En los últimos días, se ha planteado con mayor claridad la posibilidad de que noviembre sea muy difícil, y tal vez también lo sean diciembre y enero, debido a que el presidente Donald Trump ha dicho que las elecciones serán fraudulentas y a que los demócratas lo acusan de intentar que eso se convierta en una profecía autocumplida.

A casi 80 días del 3 de noviembre, los abogados ya están en los tribunales organizando ataques preventivos y preparándose para los enfrentamientos más perniciosos que podrían surgir. Al igual que la campaña de Trump, la de Joe Biden y su red de grupos demócratas de apoyo están equipándose con abogados, y los demócratas están analizando los peores escenarios, que incluyen cómo responder si Trump se declara victorioso de manera prematura o envía autoridades federales a los bastiones del partido como una táctica de intimidación.

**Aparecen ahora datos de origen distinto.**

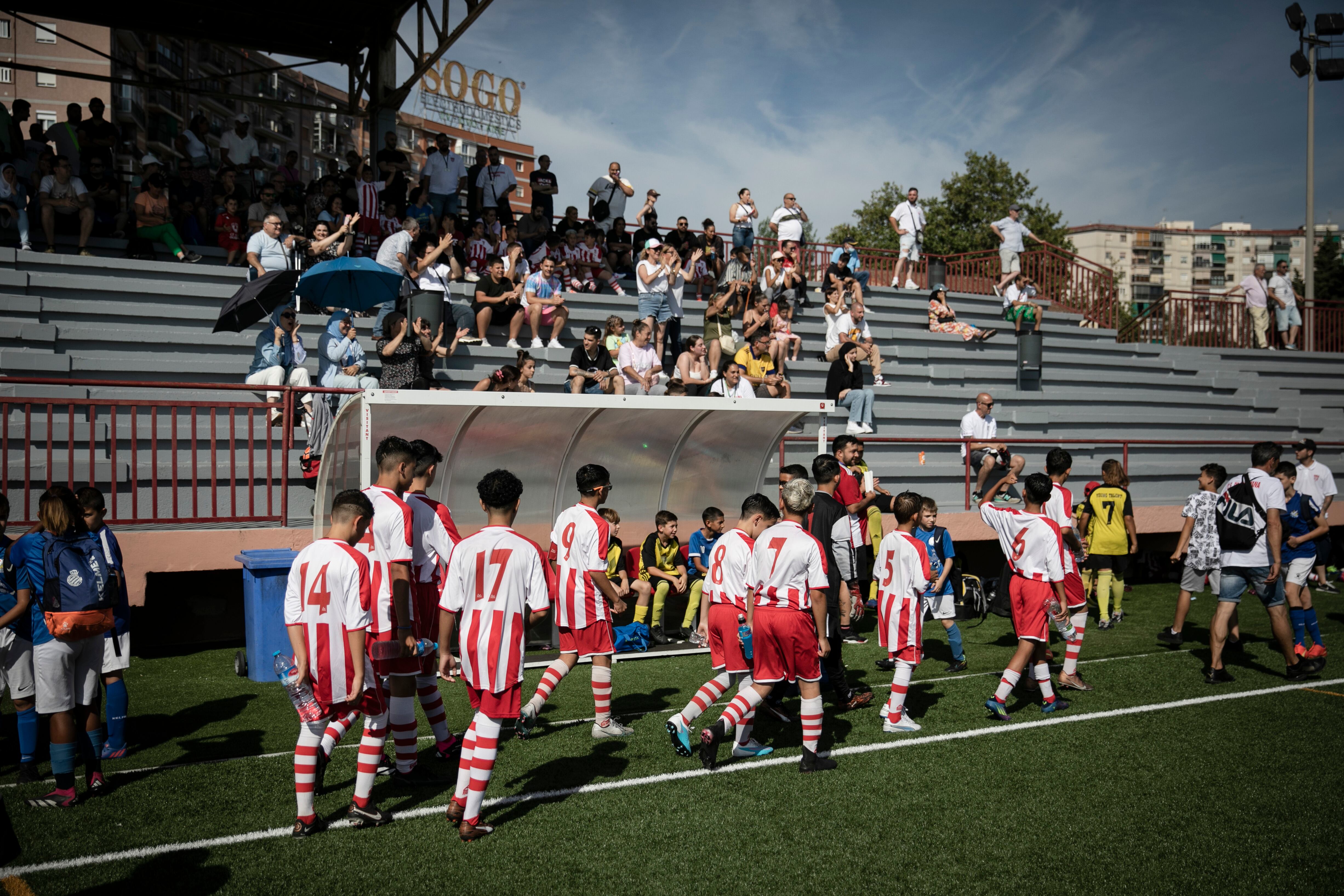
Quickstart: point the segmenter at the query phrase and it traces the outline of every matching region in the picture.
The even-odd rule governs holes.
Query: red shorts
[[[1048,582],[1012,576],[1008,599],[1012,603],[1012,627],[1019,638],[1050,643],[1050,617],[1046,602],[1055,594]]]
[[[754,681],[820,681],[817,623],[810,613],[757,607],[751,617]]]
[[[466,685],[466,699],[472,701],[472,709],[484,712],[491,719],[517,719],[523,711],[523,682],[500,692]]]
[[[1068,602],[1070,610],[1087,606],[1087,592],[1083,591],[1083,578],[1078,575],[1077,568],[1073,572],[1064,574],[1064,600]]]
[[[560,626],[560,653],[577,653],[579,660],[583,657],[610,657],[616,653],[616,647],[612,646],[612,623],[602,619],[582,629]]]
[[[738,641],[739,615],[746,615],[731,603],[711,603],[710,618],[710,665],[723,672],[751,672],[751,661],[742,656],[742,642]],[[753,638],[753,642],[755,638]],[[753,653],[755,653],[753,650]]]

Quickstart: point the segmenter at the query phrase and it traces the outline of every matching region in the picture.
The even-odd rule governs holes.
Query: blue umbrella
[[[401,297],[402,274],[372,258],[341,257],[313,265],[294,292],[317,308],[367,312]]]

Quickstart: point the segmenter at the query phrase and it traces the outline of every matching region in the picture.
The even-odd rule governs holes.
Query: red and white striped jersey
[[[1059,524],[1043,513],[980,505],[980,519],[999,535],[1008,566],[1024,579],[1064,580],[1064,540]]]
[[[1040,508],[1046,516],[1054,520],[1055,525],[1063,529],[1074,528],[1074,493],[1059,482],[1050,490],[1050,500]],[[1064,548],[1064,575],[1074,571],[1074,552]]]
[[[551,604],[542,547],[505,525],[488,525],[453,548],[438,606],[461,611],[462,680],[499,693],[523,680],[527,614]]]
[[[439,582],[448,566],[453,545],[462,540],[453,525],[453,514],[423,492],[407,492],[406,504],[415,521],[415,540],[411,544],[411,567],[417,582]]]
[[[606,575],[606,551],[612,528],[589,505],[575,504],[560,510],[551,529],[551,556],[555,560],[555,625],[586,629],[609,619],[606,600],[593,584],[594,575]]]
[[[391,489],[371,485],[364,489],[364,494],[374,504],[374,521],[355,547],[368,556],[374,586],[374,621],[368,630],[372,635],[380,635],[394,627],[391,566],[410,564],[415,557],[415,521],[410,506]],[[411,613],[414,615],[414,607]],[[402,619],[403,625],[410,622]]]
[[[710,549],[708,575],[704,576],[704,592],[710,603],[731,603],[746,613],[751,598],[747,570],[751,567],[751,548],[755,541],[742,529],[728,529]]]
[[[758,607],[812,611],[812,591],[825,591],[827,552],[792,520],[775,523],[751,547],[747,584]]]
[[[918,626],[902,626],[900,619],[903,610],[923,613],[919,599],[933,579],[923,541],[899,529],[887,533],[878,545],[872,575],[878,580],[880,643],[892,653],[903,647],[918,647]]]
[[[285,625],[304,630],[313,696],[323,705],[351,695],[367,654],[351,656],[347,634],[368,629],[374,592],[368,557],[339,539],[319,539],[294,557],[285,586]],[[364,681],[372,685],[371,672]]]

La batalla que se está gestando es la versión más reciente de la prolongada controversia sobre el derecho al voto, definida por la idea de que una mayor participación aumentará las posibilidades del Partido Demócrata. Los republicanos, al abrigo de afirmaciones cuestionables o infundadas acerca de un fraude generalizado, están intentando frenar medidas que faciliten que más personas voten, y los demócratas están presionando con mayor fuerza que nunca para garantizar el acceso a las boletas electorales y ampliar el electorado.

No obstante, el enfrentamiento se ha complicado en gran medida este año debido al desafío que representa celebrar unas elecciones a nivel nacional en medio de una pandemia mortal, cuando existe una mayor dependencia de las votaciones por correo, proceso que podría demorar el recuento de modo que el día de las elecciones se convierta en la semana o el mes de las elecciones. Además, el ambiente se ha visto exacerbado por un presidente que ya empieza a usar palabras como “golpe de Estado”, “fraude” y “contaminadas” para deslegitimar las elecciones incluso antes de que ocurran.

La batalla se está desarrollando en dos terrenos: la definición de las reglas acerca de cómo se realizarán las votaciones y la preparación para las peleas con respecto a cómo deberán contarse los votos e impugnar los resultados.

“La gran crisis electoral se origina por la posibilidad de que cientos de miles de boletas no se cuenten en estados decisivos sino hasta una semana o más después de las elecciones”, señaló Richard H. Pildes, académico constitucional de la Escuela de Derecho de la Universidad de Nueva York.

Pildes afirmó que, si el candidato que lleve la ventaja la noche de las elecciones termina por perder más adelante, habrá sospechas, teorías de conspiración y polarización. “No me cabe duda de que la situación será delicada”, comentó.

Ya han surgido algunos puntos conflictivos:

Un servicio postal deficiente desde hace mucho tiempo que ahora dirige un megadonador de Trump y que al parecer está abrumado por la perspectiva de tener que entregar decenas de millones más de votos emitidos por correo con un gobierno que se rehúsa a proporcionar un financiamiento bastante más considerable.

La inquietud entre los demócratas de que Trump o el fiscal general William Barr puedan usar su cargo para encender alarmas lo suficientemente sonoras acerca de un fraude electoral como para que los funcionarios estatales y locales que los apoyan ralenticen o pongan obstáculos a los resultados adversos.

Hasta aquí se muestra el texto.